Мы начали с того, что собрали весь автомобиль на одной фабрике. Затем мы стали сами фабриковать отдельные части и сейчас же устроили отделы, в каждом из которых выделывалась только одна какая-нибудь часть. В том виде, в каком наше производство существует сейчас, каждый отдел фабрикует только одну известную часть или собирает ее. Каждый отдел сам по себе – небольшая фабрика. Часть доставляется туда в виде сырого материала или отлитой формы, проходит там через целый ряд машин или нагревательных процессов, или еще через какой-либо специальный отдел и покидает свой отдел уже в виде готового фабриката. В начале нашего производства различные отделы были расположены довольно близко один от другого, и это было сделано для облегчения транспорта. Я не предполагал, что возможно провести такое строгое разностороннее деление; но по мере роста производства и увеличения числа отделов мы приостановили производство целых автомобилей и сделались фабрикой для выделки автомобильных частей. Затем мы сделали еще открытие: именно, что нет надобности изготовлять все части на одной и той же фабрике. По правде говоря, это не было открытием – в сущности, я только вернулся по кругу к моей исходной точке, когда я покупал двигатели и добрых 90 % различных частей. Когда мы начали изготовлять части сами, то нам показалось естественным, чтобы все они были изготовлены на одной фабрике, – как будто получалось какое-то преимущество, если весь автомобиль создавался под одной и той же крышей. Ныне мы пришли к совершенно другому выводу. Если в будущем понадобится строить еще другие большие фабрики, то это случится только потому, что отдельные части должны быть изготовлены в таких огромных количествах, что для этого потребуется весьма широкий масштаб. Я надеюсь, что со временем большая фабрика в Хайленд-Парке ограничится только двумя различными видами деятельности. Отливка частей производится теперь уже на фабрике в Руж-Ривере. Таким образом, мы на пути возвращения туда, откуда мы начали, – с той только разницей, что теперь вместо того, чтобы выписывать части извне, как мы делали это раньше, мы сами поставляем их.
Подобное развитие дела дает нам право делать самые широкие выводы. Оно означает, как я еще укажу в следующей главе, что промышленность, в высшей степени нормализованная и дифференцированная, никоим образом не должна концентрироваться в одном-единственном фабричном здании, а должна принимать в расчет связанные с производством расходы по перевозке и затруднения из-за дальности расстояния. 1000–5000 рабочих должны составлять законный максимум, потребный для одной фабрики. Этим самым разрешилась бы трудная задача – доставлять рабочих на место работы и обратно. Не было бы перенаселенных рабочих жилищ и всевозможных неестественных обиталищ, которые являются ныне неизбежным следствием колоссального производства, требующего поселения вблизи него огромного количества рабочих.

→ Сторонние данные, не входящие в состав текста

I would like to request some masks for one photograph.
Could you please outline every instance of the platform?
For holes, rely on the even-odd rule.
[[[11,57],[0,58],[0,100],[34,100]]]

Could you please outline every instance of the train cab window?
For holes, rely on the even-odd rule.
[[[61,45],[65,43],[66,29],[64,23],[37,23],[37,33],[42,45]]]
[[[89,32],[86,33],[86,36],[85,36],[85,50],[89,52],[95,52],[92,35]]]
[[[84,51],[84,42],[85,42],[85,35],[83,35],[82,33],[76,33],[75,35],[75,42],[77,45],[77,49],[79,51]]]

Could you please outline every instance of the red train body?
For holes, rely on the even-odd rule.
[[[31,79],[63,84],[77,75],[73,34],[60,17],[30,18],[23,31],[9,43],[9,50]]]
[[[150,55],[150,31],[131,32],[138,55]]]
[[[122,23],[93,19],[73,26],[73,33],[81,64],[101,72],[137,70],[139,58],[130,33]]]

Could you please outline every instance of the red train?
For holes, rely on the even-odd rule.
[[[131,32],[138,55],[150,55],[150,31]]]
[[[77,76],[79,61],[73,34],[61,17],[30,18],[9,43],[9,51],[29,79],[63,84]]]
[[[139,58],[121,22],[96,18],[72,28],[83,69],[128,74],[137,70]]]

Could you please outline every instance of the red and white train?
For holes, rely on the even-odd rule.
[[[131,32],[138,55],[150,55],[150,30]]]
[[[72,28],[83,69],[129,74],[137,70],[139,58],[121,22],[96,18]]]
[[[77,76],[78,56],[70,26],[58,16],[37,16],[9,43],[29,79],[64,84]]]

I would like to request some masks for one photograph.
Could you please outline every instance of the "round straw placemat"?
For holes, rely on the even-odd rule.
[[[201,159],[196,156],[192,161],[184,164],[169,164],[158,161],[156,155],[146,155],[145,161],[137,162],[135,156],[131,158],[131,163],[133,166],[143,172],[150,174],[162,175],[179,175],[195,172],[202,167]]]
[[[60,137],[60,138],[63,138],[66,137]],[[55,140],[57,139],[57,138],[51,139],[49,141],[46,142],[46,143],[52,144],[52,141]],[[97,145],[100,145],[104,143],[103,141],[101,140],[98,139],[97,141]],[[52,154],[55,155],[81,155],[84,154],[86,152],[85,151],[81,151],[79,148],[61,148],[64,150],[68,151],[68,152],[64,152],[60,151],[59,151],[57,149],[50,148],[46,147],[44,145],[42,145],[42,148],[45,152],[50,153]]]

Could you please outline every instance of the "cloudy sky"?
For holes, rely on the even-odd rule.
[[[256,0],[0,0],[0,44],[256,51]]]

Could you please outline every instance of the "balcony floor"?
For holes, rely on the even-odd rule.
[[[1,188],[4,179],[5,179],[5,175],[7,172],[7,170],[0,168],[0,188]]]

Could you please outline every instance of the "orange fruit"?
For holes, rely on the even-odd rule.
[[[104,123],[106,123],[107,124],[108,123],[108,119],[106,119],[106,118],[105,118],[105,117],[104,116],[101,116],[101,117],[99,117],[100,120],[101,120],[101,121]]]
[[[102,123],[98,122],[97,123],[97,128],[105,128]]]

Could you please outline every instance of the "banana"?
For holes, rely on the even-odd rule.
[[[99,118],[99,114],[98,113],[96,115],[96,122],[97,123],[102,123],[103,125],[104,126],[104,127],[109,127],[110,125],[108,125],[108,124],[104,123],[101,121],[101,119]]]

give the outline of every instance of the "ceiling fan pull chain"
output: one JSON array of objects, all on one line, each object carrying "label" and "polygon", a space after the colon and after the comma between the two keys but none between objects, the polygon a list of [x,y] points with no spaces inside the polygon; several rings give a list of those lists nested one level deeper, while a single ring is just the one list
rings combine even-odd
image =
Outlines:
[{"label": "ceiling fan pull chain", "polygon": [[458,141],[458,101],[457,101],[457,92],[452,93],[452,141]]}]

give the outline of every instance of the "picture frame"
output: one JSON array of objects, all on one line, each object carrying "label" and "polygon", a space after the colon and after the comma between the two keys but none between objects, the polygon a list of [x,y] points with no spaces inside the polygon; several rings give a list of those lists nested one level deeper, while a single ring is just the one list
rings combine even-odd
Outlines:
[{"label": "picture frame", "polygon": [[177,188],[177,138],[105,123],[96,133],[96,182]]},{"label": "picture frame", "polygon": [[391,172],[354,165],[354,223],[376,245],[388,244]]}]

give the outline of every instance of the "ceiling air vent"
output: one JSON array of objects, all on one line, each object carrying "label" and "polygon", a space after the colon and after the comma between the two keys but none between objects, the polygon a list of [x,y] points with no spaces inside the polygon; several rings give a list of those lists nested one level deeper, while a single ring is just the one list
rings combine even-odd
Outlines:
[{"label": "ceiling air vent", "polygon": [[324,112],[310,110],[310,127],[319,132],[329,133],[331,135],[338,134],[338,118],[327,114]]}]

В Хайленд-Парке имеется теперь 500 отделов. Фабрика «Пикет» имеет только 18 отделов; раньше в Хайленд-Парке было только 180. Отсюда совершенно ясно, насколько далеко мы шагнули в производстве отдельных частей.
Не проходит недели, чтобы не появилось какого-нибудь улучшения в машинах или в процессе производства, иногда даже совершенно противоречащего принятым в стране «лучшим производственным методам». Я, например, помню, как мы вызвали одного владельца машиностроительного завода, чтобы обсудить с ним постройку одной специальной машины. Машина должна была выпускать 200 штук в час.
– Это, должно быть, ошибка, – объявил фабрикант машин. – Вы полагаете 200 штук в день: не существует машин, которые могли бы давать 200 штук в час.
Служащий нашего Общества послал за инженером, построившим машину, и изложил ему свои пожелания.
– Хорошо, а что еще?
– Совершенно невозможно, – сказал энергично фабрикант машин: нет машины с такой производительностью. Совершенно невозможно!
– Невозможно? – вскричал инженер. – Если хотите пройти со мной в первый этаж, я покажу вам ее в полном ходу; мы сами построили одну такую машину, чтобы посмотреть, возможно ли это, а теперь нам нужно несколько штук такого типа.
В нашем производстве нет особой записи опытов. Заготовщики и надсмотрщики помнят сделанное. Если какой-либо метод был уже однажды безрезультатно испробован, то кто-нибудь будет об этом помнить, мне все равно, что люди будут ссылаться на то, что опыт производил другой человек. Иначе у нас скоро накопилась бы масса невыполнимых вещей. В этом заключается вред слишком добросовестной регистрации, совершенно нелогично предполагать, что опыт должен каждый раз не удаваться только потому, что, произведенный известным лицом и известным способом, он потерпел неудачу.